Mitochondrial Cytochrome b
Following amplification of either the entire cytochrome b gene (tissue) or the first 300 base pairs (museum specimens), all tested samples recovered sequences which mapped to the G. sabrinusreference and ranged from 0-100% amplification success as assessed from gel electrophoresis (details in Appendix 1). Coverage of the museum specimens ranged from an average of 22.7- 1933x. Interestingly, the highest coverage was from one of the poor quality museum specimens (MVZ 5211), as was the lowest (MVZ 2088). Regardless, all samples recovered reliable cytochrome b sequences, and only the lowest coverage (MVZ 2088) had an error rate over 0.0001% (0.064%, Appendix 2). Despite poor gel visualization confirmation, all samples recovered mitochondrial sequences, even when many PCRs had been deemed as failed (see all poor quality sample results in Appendix 1). Average coverage across all sample types was 624x, 612x across the high quality museum specimens, and 760x for the poor quality museum specimens (which was largely biased by the very high coverage recovered in MVZ 5211, without this sample the average was 174x). Additional quality metrics for each sample are detailed in Appendix 2. The quality scores across the samples did not vary substantially. The sample recovering the lowest Q20 was HSU 1836 with 95.8%, and the highest was MVZ 2088 with 98.6%. At a quality of Q30 the lowest was again HSU 1836 and the highest was UMMZ 79755 with 98%. The tissue sample had 98.2% score at Q20, and 94% at Q30, which is likely artificially low since this sample had the entire cytochromeb amplified, then fragmented prior to library preparation (Yuan, 2020). Regardless of sample type, the reads appear to be high quality as determined by the quality metrics, expected rates of errors and Q scores. It is also noteworthy that the cytochrome b data was extracted solely from the pooled data where all microsatellites and cytochrome b fragments were pooled prior to library prep.

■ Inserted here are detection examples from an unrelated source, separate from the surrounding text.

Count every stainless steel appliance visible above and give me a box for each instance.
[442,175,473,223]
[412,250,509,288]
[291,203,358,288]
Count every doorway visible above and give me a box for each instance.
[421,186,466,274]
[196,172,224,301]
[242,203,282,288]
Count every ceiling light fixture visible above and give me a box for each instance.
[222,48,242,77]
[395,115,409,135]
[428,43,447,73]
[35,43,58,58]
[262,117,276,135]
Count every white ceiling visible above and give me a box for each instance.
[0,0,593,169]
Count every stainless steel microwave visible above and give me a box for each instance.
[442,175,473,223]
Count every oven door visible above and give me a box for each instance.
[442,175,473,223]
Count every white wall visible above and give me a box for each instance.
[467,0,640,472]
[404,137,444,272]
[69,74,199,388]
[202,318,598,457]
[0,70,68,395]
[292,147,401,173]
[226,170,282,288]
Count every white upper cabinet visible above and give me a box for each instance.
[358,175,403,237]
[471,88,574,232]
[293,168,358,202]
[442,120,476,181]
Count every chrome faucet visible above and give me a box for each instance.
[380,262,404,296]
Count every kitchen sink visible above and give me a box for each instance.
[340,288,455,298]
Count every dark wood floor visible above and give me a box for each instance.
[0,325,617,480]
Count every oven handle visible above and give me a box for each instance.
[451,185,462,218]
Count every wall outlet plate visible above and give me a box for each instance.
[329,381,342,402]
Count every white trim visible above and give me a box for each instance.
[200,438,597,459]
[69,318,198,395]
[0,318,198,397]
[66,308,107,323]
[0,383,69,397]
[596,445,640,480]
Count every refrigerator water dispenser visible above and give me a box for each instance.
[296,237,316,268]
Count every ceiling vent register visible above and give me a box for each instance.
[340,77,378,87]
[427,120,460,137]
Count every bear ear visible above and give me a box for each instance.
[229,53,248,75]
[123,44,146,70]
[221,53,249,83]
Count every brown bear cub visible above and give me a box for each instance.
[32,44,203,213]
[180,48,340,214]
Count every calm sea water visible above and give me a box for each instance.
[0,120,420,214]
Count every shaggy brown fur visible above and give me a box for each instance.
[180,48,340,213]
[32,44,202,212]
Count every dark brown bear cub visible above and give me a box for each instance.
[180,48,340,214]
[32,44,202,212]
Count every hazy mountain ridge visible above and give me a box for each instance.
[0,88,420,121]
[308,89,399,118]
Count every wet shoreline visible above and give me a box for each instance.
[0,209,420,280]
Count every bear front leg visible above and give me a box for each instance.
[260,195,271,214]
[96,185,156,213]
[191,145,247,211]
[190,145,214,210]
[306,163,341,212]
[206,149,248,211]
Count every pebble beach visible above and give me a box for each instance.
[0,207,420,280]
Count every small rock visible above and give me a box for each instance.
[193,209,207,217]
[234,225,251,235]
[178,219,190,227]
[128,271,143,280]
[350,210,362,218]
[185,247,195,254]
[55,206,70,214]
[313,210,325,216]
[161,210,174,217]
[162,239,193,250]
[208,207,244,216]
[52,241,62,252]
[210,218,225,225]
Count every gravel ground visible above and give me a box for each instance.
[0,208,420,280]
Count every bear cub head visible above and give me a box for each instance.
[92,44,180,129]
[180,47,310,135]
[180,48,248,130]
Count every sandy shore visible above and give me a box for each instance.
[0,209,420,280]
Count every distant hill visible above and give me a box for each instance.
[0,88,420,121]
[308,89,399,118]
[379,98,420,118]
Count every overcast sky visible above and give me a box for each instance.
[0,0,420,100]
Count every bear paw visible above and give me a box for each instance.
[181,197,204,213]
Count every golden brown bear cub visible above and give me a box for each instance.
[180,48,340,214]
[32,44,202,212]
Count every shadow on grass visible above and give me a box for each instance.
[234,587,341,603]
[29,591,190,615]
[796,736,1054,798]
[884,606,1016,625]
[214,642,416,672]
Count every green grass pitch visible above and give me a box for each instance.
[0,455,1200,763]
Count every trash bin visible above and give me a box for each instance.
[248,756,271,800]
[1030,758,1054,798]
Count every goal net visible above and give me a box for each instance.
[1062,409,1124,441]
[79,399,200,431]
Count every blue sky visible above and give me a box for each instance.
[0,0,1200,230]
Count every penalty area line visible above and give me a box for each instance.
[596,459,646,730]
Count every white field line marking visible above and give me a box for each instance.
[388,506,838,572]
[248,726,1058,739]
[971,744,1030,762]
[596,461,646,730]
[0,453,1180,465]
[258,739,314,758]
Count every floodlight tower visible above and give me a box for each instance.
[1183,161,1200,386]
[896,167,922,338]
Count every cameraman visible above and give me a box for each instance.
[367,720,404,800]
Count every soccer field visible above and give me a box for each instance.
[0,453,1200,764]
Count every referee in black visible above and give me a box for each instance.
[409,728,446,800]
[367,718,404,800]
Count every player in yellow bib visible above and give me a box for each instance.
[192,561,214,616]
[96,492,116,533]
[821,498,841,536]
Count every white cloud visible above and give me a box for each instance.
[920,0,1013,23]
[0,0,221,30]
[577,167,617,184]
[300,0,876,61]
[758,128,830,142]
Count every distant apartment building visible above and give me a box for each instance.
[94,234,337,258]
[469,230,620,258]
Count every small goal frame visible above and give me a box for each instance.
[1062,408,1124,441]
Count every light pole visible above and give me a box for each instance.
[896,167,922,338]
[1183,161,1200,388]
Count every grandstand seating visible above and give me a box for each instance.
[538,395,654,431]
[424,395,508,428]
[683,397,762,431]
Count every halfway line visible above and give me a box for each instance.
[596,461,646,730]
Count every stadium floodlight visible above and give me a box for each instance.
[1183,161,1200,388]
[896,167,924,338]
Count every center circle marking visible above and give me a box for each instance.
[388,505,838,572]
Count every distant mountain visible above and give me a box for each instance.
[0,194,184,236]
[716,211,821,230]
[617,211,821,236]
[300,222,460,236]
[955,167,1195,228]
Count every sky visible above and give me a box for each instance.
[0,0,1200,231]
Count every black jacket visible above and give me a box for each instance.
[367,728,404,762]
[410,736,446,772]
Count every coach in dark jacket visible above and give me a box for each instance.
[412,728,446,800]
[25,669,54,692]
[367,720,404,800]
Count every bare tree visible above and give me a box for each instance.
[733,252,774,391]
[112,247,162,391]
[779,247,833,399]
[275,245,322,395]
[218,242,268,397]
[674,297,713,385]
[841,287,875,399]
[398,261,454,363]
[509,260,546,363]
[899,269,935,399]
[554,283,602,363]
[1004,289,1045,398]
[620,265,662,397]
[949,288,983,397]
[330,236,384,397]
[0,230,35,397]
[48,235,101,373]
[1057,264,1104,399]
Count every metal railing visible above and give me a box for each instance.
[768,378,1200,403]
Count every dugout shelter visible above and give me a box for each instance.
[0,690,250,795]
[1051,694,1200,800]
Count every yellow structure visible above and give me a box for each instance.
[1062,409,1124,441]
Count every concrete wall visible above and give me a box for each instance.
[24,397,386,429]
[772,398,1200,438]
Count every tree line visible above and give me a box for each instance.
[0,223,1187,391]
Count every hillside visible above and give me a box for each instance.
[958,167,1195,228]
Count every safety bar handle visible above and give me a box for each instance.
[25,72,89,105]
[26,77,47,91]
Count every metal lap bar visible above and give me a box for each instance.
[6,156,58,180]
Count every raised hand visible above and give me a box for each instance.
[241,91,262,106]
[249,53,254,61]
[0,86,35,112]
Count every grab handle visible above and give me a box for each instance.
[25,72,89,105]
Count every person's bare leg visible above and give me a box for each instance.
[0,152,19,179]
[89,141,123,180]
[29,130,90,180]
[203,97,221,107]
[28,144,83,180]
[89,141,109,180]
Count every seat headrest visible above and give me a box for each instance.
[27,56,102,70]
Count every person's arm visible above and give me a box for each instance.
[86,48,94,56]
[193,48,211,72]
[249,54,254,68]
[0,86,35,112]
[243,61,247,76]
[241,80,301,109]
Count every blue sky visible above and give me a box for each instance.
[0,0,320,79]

The haplotypes recovered from the different samples included here consisted of three closely related haplotypes, separated by three to six substitutions. All of the G. o. californicus recovered the same haplotype, the single G. o. lascivus (HSU 8180) recovered a second, the G. o. stephensi (HSU 1836) sample recovered the third haplotype (Appendix 3). The haplotypes were common across a wider study of G. oregonensis (Yuan, 2020), and the fact that none of the LQMS recovered a unique haplotype provides support for the authenticity of the data. Importantly, samples included in this study represent three subspecies from four geographic locations, so numerous haplotypes were expected.